Rasûlullah (s.a.v), Sakîf heyetini, kalpleri yumuşasın diye, mescidde misâfir ettiler.[1] Temsilciler, geceleyin okunan Kur’ân-ı Kerîm’i, ashâbın teheccüd namazında okuduğu sûreleri ve müslümanların beş vakit namazlarında saf oluşlarını seyrediyorlardı.[2]

SAKİF KABİLESİNİN İSLAM’A GİRMEK İÇİN ŞARTLARI

  • Sakîf heyeti namazdan affedilmeleri şartıyla îmân ve itaat edeceklerini bildirdiler. Allah Rasûlü (s.a.v), onların bu tekliflerini:

“Rükûsuz (namazsız) bir dinde hayır yoktur” diyerek reddettiler. (Ebû Dâvûd, Harâc, 25-26/3026; Ahmed, IV, 218)

  • Sakîf kabilesi temsilcileri, Allah Rasûlü ile kendi aralarında gerçekleşen anlaşmayla ilgili barış ve yazı işleri tamamlandığı zaman, orada bulunan (Lât) putunun üç sene müddetle yıkılmayıp bırakılmasını talep ettiler. Allah Rasûlü (s.a.v) onların bu dileklerini kabul etmediler. Sakif temsilcileri:

“−İki sene tehir et!” dediler. Rasûlullah yine kabul etmediler.

“−Bir sene tehir et” dediler. Allah Rasûlü (s.a.v) yine kabul etmediler.

“−Tâif’e vardıktan bir ay sonraya tehir et!” dediler. Efendimiz, Lât putunu yıkmak için bir vakit tayinine kesinlikle yanaşmadılar.

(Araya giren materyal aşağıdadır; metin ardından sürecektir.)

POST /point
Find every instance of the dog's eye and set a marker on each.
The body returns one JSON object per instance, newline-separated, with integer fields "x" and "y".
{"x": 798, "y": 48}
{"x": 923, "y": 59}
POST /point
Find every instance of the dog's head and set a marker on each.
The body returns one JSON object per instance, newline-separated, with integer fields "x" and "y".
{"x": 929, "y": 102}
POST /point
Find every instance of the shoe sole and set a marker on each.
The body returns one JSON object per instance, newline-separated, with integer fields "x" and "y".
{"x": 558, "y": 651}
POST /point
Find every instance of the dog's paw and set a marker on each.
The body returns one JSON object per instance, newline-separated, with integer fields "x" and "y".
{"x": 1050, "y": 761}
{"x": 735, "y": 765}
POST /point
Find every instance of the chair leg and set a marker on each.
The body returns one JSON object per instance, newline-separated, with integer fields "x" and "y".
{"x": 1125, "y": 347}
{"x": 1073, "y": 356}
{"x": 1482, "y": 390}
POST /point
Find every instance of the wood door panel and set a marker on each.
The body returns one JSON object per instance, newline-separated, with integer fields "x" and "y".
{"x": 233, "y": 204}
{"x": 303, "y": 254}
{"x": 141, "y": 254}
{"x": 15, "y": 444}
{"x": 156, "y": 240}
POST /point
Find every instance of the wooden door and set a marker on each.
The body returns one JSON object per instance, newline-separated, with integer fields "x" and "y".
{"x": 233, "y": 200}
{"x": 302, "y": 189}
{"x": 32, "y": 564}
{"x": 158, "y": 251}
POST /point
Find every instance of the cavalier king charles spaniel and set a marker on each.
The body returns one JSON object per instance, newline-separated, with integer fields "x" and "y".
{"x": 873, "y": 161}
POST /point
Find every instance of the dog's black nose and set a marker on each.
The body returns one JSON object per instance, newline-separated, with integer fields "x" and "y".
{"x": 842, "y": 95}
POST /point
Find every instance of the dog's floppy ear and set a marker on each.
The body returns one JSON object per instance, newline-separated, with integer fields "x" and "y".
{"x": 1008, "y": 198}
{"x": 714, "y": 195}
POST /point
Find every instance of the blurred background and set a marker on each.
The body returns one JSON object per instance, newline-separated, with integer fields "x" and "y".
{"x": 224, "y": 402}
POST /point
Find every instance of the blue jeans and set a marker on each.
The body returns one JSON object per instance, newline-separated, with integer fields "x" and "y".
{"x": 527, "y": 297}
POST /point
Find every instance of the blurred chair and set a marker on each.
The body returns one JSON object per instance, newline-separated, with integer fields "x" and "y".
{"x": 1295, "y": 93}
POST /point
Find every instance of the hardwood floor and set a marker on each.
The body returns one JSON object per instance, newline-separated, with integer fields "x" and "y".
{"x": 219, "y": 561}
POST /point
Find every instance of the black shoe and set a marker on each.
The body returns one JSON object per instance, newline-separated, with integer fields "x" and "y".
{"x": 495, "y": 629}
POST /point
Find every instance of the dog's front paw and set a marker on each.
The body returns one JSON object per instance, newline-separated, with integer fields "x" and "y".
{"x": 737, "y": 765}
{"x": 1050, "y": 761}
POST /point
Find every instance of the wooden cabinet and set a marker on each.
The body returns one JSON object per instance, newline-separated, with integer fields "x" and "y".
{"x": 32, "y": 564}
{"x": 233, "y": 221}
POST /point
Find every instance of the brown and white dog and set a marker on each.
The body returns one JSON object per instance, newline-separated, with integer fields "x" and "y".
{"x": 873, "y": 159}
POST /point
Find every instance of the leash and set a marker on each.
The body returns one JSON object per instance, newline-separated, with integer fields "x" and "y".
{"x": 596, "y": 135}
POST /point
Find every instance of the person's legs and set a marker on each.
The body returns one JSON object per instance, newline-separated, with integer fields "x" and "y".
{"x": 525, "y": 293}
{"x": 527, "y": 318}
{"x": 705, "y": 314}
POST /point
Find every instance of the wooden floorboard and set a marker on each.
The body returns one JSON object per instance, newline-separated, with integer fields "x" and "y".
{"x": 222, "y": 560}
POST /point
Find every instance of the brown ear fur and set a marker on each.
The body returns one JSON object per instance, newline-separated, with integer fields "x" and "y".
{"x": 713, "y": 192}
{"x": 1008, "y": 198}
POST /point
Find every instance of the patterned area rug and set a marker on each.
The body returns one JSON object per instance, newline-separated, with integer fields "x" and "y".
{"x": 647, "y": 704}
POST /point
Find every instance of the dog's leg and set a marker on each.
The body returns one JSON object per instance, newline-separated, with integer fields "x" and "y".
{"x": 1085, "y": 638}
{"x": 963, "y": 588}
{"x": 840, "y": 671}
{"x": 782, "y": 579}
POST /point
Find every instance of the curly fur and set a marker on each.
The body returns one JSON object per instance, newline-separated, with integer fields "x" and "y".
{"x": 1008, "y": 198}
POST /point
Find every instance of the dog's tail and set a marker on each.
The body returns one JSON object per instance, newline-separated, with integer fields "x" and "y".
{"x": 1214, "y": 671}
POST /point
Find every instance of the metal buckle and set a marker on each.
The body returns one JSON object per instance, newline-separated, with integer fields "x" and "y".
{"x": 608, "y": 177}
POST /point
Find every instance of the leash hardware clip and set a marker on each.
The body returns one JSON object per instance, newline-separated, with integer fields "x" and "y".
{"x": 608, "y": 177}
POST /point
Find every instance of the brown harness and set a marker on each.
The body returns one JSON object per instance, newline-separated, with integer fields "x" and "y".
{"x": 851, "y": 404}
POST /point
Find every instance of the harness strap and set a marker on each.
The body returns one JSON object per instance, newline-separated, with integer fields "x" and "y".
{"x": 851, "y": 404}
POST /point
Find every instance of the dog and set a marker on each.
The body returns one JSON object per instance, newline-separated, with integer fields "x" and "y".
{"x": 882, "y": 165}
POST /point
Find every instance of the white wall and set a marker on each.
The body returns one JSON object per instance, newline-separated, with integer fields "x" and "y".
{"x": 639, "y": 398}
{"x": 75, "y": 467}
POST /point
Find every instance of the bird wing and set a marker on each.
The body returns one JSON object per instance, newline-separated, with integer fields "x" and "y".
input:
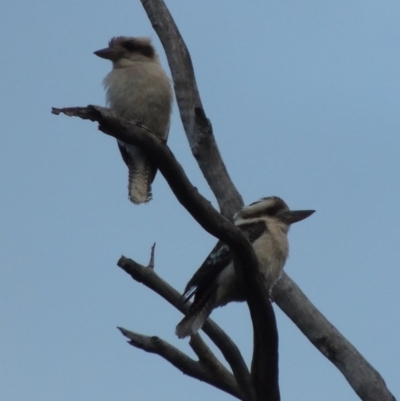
{"x": 218, "y": 260}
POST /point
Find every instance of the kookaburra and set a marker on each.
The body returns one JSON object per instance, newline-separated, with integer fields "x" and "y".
{"x": 138, "y": 89}
{"x": 266, "y": 224}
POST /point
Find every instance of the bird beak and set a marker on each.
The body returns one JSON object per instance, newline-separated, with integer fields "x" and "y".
{"x": 108, "y": 53}
{"x": 293, "y": 216}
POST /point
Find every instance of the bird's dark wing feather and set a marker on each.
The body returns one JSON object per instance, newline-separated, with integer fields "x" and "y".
{"x": 253, "y": 230}
{"x": 127, "y": 159}
{"x": 218, "y": 259}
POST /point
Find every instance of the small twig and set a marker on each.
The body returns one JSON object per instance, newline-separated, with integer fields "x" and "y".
{"x": 227, "y": 347}
{"x": 151, "y": 262}
{"x": 180, "y": 360}
{"x": 207, "y": 357}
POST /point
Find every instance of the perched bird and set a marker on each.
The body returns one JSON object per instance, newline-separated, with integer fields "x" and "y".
{"x": 266, "y": 224}
{"x": 137, "y": 88}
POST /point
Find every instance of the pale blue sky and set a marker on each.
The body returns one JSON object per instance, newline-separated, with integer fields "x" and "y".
{"x": 304, "y": 98}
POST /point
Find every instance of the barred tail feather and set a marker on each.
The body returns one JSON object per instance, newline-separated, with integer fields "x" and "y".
{"x": 139, "y": 182}
{"x": 196, "y": 316}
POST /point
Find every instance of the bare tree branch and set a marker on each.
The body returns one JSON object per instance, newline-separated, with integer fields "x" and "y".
{"x": 180, "y": 360}
{"x": 245, "y": 261}
{"x": 207, "y": 357}
{"x": 285, "y": 294}
{"x": 197, "y": 126}
{"x": 362, "y": 377}
{"x": 227, "y": 347}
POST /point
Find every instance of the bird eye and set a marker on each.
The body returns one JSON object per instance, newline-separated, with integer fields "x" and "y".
{"x": 130, "y": 46}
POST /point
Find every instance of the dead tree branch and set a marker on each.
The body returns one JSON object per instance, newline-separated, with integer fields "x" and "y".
{"x": 362, "y": 377}
{"x": 357, "y": 371}
{"x": 228, "y": 348}
{"x": 195, "y": 122}
{"x": 188, "y": 366}
{"x": 286, "y": 295}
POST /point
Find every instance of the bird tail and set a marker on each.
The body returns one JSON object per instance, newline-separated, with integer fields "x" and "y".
{"x": 139, "y": 181}
{"x": 196, "y": 316}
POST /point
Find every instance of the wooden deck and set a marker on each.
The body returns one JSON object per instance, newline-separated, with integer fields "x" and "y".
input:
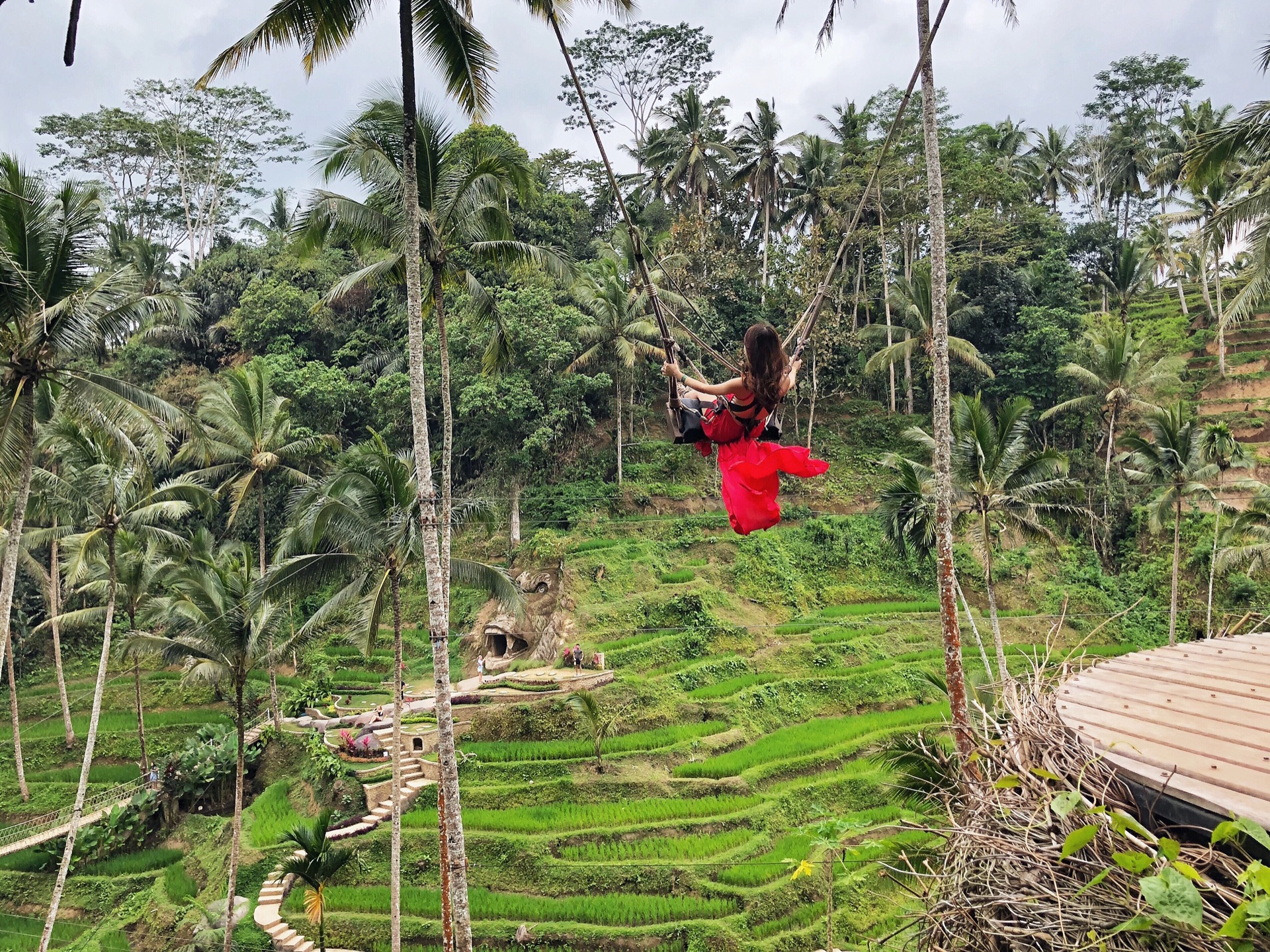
{"x": 1191, "y": 721}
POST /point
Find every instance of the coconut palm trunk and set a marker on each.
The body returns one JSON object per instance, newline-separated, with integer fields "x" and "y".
{"x": 17, "y": 725}
{"x": 9, "y": 571}
{"x": 941, "y": 398}
{"x": 91, "y": 742}
{"x": 273, "y": 677}
{"x": 886, "y": 304}
{"x": 1173, "y": 591}
{"x": 55, "y": 607}
{"x": 237, "y": 832}
{"x": 396, "y": 849}
{"x": 1212, "y": 568}
{"x": 439, "y": 611}
{"x": 991, "y": 582}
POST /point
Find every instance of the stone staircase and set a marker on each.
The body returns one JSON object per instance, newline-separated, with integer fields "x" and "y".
{"x": 415, "y": 775}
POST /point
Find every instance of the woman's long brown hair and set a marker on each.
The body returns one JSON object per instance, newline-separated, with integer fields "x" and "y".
{"x": 766, "y": 365}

  • Temsilcilerin böyle yıkım işinin geri bırakılmasını ısrarla istemeleri, Sakîf halkının bazı mutaassıp kimselerinden korktukları içindi. Onlar, kavimlerini müslüman oluncaya kadar (Lât) putunun yıkımıyla heyecana ve korkuya düşürmeyi uygun görmüyorlardı. Çaresiz kalınca, putlarını hiç olmazsa kendi elleri ile yıkmaktan affedilmelerini istediler.

Allah Rasûlü (s.a.v):

“−Olur, ben onu kırmayı ashâbıma emrederim. Putunuzu kendi elinizle yıkmaktan sizi affediyoruz” buyurdular. (İbn-i Hişam, IV, 197; Vâkıdî, III, 967-968)

Put kırılırken Sakîf kabîlesinin kadınları evlerden dışarı çıkıp yas tutarak ağladılar. Fakat İslâm’ın yüceliğini ve ahlâk yapısını öğrendikçe, hepsi de hâlis birer müslüman olup putların isimlerinden bile nefret ettiler.

Böylece, Allah Rasûlü’nün, Tâiflilerin zulüm ve düşmanlıklarına rağmen onların hidâyeti için yapmış olduğu duâları, Hak katında makbûl oldu.

Sakîf temsilcilerine İslâm’ın farzları ve ahkâmı öğretildi. Rasûlullah (s.a.v), Ramazân’ın kalan kısmında oruç tutmalarını da onlara emrettiler. Bilâl-i Habeşi, onların sahur ve iftar yemeklerini yanlarına götürürdü.[3]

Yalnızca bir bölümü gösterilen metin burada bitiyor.